Contemporary genre reviews were mixed, but they often treated Galactic Pot-Healer as an idea-driven novel rather than a conventional adventure story. In Analog, P. Schuyler Miller found the novel "fascinating in a surrealistic way" but criticized it as less believable than work by Samuel R. Delany or Avram Davidson, and wrote that if the book contained deep significance, he had missed it. Other early reviewers were more receptive to the novel's odd structure and emphasis on meaning. A review in Vector treated Joe Fernwright's search for a meaningful life as more important than the adventure plot, while Samuel Mines praised Dick's imagination and argued that a bare plot summary could not convey the book's effect. Alexis Gilliland likewise characterized the novel as idea-rich and witty, calling it a "first rate novel of ideas", while also finding it more intellectually engaging than emotionally involving.

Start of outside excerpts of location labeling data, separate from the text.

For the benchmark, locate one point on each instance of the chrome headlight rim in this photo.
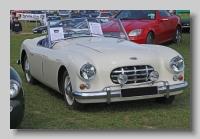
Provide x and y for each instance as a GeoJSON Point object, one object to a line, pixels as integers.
{"type": "Point", "coordinates": [82, 70]}
{"type": "Point", "coordinates": [135, 32]}
{"type": "Point", "coordinates": [154, 76]}
{"type": "Point", "coordinates": [17, 88]}
{"type": "Point", "coordinates": [172, 61]}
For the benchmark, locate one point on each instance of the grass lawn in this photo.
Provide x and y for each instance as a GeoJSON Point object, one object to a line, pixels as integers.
{"type": "Point", "coordinates": [45, 108]}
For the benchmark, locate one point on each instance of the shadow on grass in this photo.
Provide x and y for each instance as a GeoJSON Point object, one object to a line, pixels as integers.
{"type": "Point", "coordinates": [148, 104]}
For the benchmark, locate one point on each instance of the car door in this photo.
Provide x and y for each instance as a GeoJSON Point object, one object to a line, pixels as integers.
{"type": "Point", "coordinates": [165, 25]}
{"type": "Point", "coordinates": [50, 67]}
{"type": "Point", "coordinates": [35, 55]}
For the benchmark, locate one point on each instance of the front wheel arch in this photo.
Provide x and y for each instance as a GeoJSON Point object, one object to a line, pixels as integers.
{"type": "Point", "coordinates": [23, 54]}
{"type": "Point", "coordinates": [153, 35]}
{"type": "Point", "coordinates": [60, 76]}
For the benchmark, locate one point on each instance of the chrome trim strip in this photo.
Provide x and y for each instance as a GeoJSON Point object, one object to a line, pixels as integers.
{"type": "Point", "coordinates": [108, 93]}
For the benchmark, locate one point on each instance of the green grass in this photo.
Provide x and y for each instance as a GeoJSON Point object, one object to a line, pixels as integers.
{"type": "Point", "coordinates": [45, 108]}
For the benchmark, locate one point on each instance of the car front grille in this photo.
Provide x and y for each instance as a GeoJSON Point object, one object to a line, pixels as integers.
{"type": "Point", "coordinates": [135, 74]}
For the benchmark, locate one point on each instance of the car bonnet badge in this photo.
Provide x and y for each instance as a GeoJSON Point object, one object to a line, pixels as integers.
{"type": "Point", "coordinates": [133, 58]}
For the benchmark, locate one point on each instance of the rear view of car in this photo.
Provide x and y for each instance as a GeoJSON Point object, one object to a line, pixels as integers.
{"type": "Point", "coordinates": [185, 17]}
{"type": "Point", "coordinates": [17, 105]}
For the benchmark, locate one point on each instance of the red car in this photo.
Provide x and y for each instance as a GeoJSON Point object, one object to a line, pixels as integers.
{"type": "Point", "coordinates": [19, 11]}
{"type": "Point", "coordinates": [147, 26]}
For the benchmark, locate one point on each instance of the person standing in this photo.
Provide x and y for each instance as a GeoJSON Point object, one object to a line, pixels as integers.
{"type": "Point", "coordinates": [16, 26]}
{"type": "Point", "coordinates": [10, 27]}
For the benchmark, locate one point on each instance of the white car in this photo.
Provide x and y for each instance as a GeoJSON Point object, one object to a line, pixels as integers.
{"type": "Point", "coordinates": [51, 19]}
{"type": "Point", "coordinates": [98, 69]}
{"type": "Point", "coordinates": [104, 17]}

Later criticism has often presented the novel as neglected, difficult, and uneven, but significant within Dick's fiction. Matt Englund describes Galactic Pot-Healer as comparatively neglected and difficult for critics to approach, but argues that its treatment of artistic effort, failure, and uncertain revelation gives it more significance than Dick's later rejection of the novel might suggest. When rereading the novel in 1982, Dick focused on its attempted theophany, writing in the Exegesis that when Glimmung was to reveal himself, he had "nothing to say, nothing to offer because I knew nothing". Other retrospective critics have been less favorable toward the novel's allegorical structure. Warrick regards its Jungian creative allegory as too overt, Rossi judges its symbolic and psychoanalytic allegory unsuccessful despite saying that the book deserves more attention, and Darko Suvin places it among Dick's weaker crisis-period works. A more favorable critical frame appears in Stanisław Lem's essay on Dick, which places the novel within Dick's visionary fiction and treats its unstable, parable-like quality as part of its interest rather than merely a defect.